Well, I do. I'd just like to clarify this once and for all: football is not all about the self-perpetuating elite. The UEFA Cup fills a vital hole in European football - regular European football (with its associated revenue stream) for some of the "smaller" clubs in Europe. The critics moan at the lack of "big" names in the UEFA Cup, as if the entry of four clubs from England, Spain and Italy into the Champions League has robbed the UEFA Cup of any interest to anybody apart from obsessives and the mildly deranged. This criticism overlooks one simple fact: the teams that make up the detritus of the Champions League aren't massive pulls themselves. Who are we talking about here? Anderlecht? Dinamo Kiev? Werder Bremen? Similarly, critics try to hark back to some sort of "golden age" for the UEFA Cup - as if what we see now is some sort of fall from grace. Well, take a look at this list: Eintracht Frankfurt, Ipswich Town, IFK Gothenurg, Anderlecht, Tottenham Hostpur. These clubs were the UEFA Cup winners between 1980 and 1984. "Ah", I hear you say, "but Real Madrid won it in 1985 and 1986". Well... yes - but Real were in a real trough at the time, and normal service was resumed in 1987 - the final that year was between those two titans of European football, IFK Gothenburg and Dundee United.
All of this overlooks the fact that the UEFA Cup was always the smallest player of the European club competitions, even when there were three competitions. The European Super Cup was played between the winners of the European Cup and the winners of the Cup Winners' Cup. The UEFA Cup was the only one without a show-piece final, too - the final was played over two legs. To my eyes, arguing that we should just give up on the UEFA Cup is a bit like saying that we should give up on the Premiership because it's not as big as the Champions' League. Having said that, though, there is clearly a problem. For all the toil that Newcastle went through during the summer in the Intertoto Cup, why did they field a weakened team against Palermo? Why did they go to all of that trouble to get into it, if they weren't going to take it completely seriously? Well, one could argue that we are looking at the differing priorities of the directors and the manager here. I'd be fairly certain that it wasn't Glenn Roeder's choice, but Newcastle are unlikely to be troubling the Champions' League in the forseeable future. As I said on here just the other day, their trophy cabinet hasn't been troubled since 1969, when they won... the Inter Cities Fairs Cup - the predecessor to the UEFA Cup. If the clubs entering it aren't seen to be taking it seriously, how can anybody else? Sometimes, I just get the feeling that UEFA simply be trusted to look after it. With this in mind, it's my job to don my crown and ermine and, as the newly appointed King Of UEFA, start ringing the (imaginary) changes.

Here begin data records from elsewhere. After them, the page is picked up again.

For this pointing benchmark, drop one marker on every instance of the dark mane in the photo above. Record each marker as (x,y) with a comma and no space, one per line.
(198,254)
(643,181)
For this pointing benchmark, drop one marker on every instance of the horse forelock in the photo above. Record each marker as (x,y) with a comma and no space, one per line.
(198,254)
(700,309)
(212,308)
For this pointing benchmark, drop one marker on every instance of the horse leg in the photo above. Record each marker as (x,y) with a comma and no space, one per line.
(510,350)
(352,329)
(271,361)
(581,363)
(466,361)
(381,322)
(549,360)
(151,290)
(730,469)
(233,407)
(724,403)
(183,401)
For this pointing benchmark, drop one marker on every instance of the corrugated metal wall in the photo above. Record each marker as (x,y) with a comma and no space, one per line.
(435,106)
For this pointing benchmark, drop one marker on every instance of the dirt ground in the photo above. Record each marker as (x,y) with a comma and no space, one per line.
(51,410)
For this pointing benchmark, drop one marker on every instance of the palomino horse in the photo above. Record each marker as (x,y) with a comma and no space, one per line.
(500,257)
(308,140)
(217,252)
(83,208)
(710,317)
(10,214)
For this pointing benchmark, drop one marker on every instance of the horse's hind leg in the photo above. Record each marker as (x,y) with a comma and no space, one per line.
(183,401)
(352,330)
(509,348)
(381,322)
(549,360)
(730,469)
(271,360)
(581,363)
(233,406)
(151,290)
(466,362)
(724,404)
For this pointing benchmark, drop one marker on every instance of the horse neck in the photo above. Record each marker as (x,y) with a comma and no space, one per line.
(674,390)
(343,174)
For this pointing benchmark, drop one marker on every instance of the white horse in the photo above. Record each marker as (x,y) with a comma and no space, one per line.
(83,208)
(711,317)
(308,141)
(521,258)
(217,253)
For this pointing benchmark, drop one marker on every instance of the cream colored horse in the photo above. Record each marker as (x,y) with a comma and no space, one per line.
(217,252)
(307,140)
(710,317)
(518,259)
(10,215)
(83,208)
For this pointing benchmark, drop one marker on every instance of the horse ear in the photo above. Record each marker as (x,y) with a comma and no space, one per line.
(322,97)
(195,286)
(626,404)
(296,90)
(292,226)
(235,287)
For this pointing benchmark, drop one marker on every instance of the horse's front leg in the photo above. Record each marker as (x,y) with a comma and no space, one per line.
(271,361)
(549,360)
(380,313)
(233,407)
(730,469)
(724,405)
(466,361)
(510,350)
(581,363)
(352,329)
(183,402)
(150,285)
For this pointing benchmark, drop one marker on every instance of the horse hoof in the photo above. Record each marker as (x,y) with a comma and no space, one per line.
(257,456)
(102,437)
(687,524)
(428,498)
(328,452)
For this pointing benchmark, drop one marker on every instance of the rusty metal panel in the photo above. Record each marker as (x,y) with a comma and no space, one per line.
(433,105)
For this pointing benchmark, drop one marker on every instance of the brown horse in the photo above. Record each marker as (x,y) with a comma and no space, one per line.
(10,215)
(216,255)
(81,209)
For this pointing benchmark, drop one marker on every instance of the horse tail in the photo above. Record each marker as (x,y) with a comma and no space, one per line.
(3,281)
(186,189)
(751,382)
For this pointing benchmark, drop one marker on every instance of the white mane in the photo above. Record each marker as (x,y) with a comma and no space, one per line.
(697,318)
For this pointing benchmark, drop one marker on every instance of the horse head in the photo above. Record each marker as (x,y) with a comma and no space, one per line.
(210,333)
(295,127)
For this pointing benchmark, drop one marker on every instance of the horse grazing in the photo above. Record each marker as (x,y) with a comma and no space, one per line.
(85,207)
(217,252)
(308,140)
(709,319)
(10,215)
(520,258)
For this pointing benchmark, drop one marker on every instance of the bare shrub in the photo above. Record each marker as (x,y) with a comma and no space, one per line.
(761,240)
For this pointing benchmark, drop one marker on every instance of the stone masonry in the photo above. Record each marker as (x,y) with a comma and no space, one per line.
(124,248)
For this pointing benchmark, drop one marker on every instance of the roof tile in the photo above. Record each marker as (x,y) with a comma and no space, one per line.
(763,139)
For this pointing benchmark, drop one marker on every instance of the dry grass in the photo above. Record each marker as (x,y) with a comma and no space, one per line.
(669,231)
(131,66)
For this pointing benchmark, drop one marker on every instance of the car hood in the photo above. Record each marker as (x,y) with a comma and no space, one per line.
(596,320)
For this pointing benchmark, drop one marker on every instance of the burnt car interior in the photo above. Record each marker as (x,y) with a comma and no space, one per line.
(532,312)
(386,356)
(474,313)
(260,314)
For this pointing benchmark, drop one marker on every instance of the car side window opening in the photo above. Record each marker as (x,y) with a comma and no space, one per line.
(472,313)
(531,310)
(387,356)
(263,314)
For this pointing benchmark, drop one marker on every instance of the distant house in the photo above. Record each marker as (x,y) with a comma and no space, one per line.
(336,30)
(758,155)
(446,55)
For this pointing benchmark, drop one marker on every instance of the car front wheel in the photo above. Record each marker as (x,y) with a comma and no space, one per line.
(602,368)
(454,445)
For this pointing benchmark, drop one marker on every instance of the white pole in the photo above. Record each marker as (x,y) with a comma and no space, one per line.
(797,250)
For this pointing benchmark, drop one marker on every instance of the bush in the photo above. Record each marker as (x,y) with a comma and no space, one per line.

1. Move the matches from Thursday nights. If you want to reinforce the idea that the UEFA Cup isn't a proper competition, keep it on Thursday nights. Thursday night isn't a real football night. It's a night for pre-season friendlies, and cramming in matches at the end of the season after a heavy winter. The casual supporters and the (sadly more numerous) supporters of the bigger clubs are worn out by two nights of Champions' League football. If the UEFA Cup really is that inferior, let the clubs go head-to-head with the Champions' League in Tuesday and Wednesday nights. Unless it's in the World Cup, playing a match on Thursday night will always lessen its impact.
2. Back to a straight knock-out competition, please. I've given up on the Champions' League in this respect. They're like pigs hunting for truffles, are those guys: they're never going to give up on their meaningless group matches in September. But the UEFA Cup can simply do without them. The increased prevalence of these mini-groups is a curse of the modern age. They're necessary in the World Cup. Teams go to a great deal of trouble to qualify for the World Cup. Even the worst of them deserve three matches. But in club competitions, it's merely superfluous. Throw them all in a big pot at the start of the season, and let them thrash it out, sudden-death style. People like cup football. They don't like watered-down, half-league-half-cup football. No wonder the crowds are generally so low.
3. What's all this nonsense about letting teams in from the Champions' League in half-way through? If they're knocked out of the Champions' League, they should be out of Europe. End of story. This, to me, is so self-evident that it doesn't even require any further explanation.
4. There's a very simple way to make coaches take the UEFA Cup very seriously indeed. Award the two finalists a place in the Champions' League. Why not just the winners? Well, these are professional footballers we're talking about here. Being in a cup final should be enough in itself to guarantee that the two teams put in the effort in that one match. Giving both of the finalists a place would increase interest in the quarter-finals and the semi-finals. Take two of the places away from the bigger European countries. What, exactly, have, say, Liverpool done to warrant their perpetual place in the Champions' League? Well, they haven't won the Premiership - I can say that much for certain. Surely nobody can try to argue, on a moral basis, that the fourth-placed teams from Italy, England and Spain deserve a place in the Champions' League more than the two finalists of the previous year's UEFA Cup, can they?
5. Put the people behind G14 in a cannon, and fire them into the sun. It's the only way they'll learn, really.
2 comments:
2. Back to a straight knock-out competition, please.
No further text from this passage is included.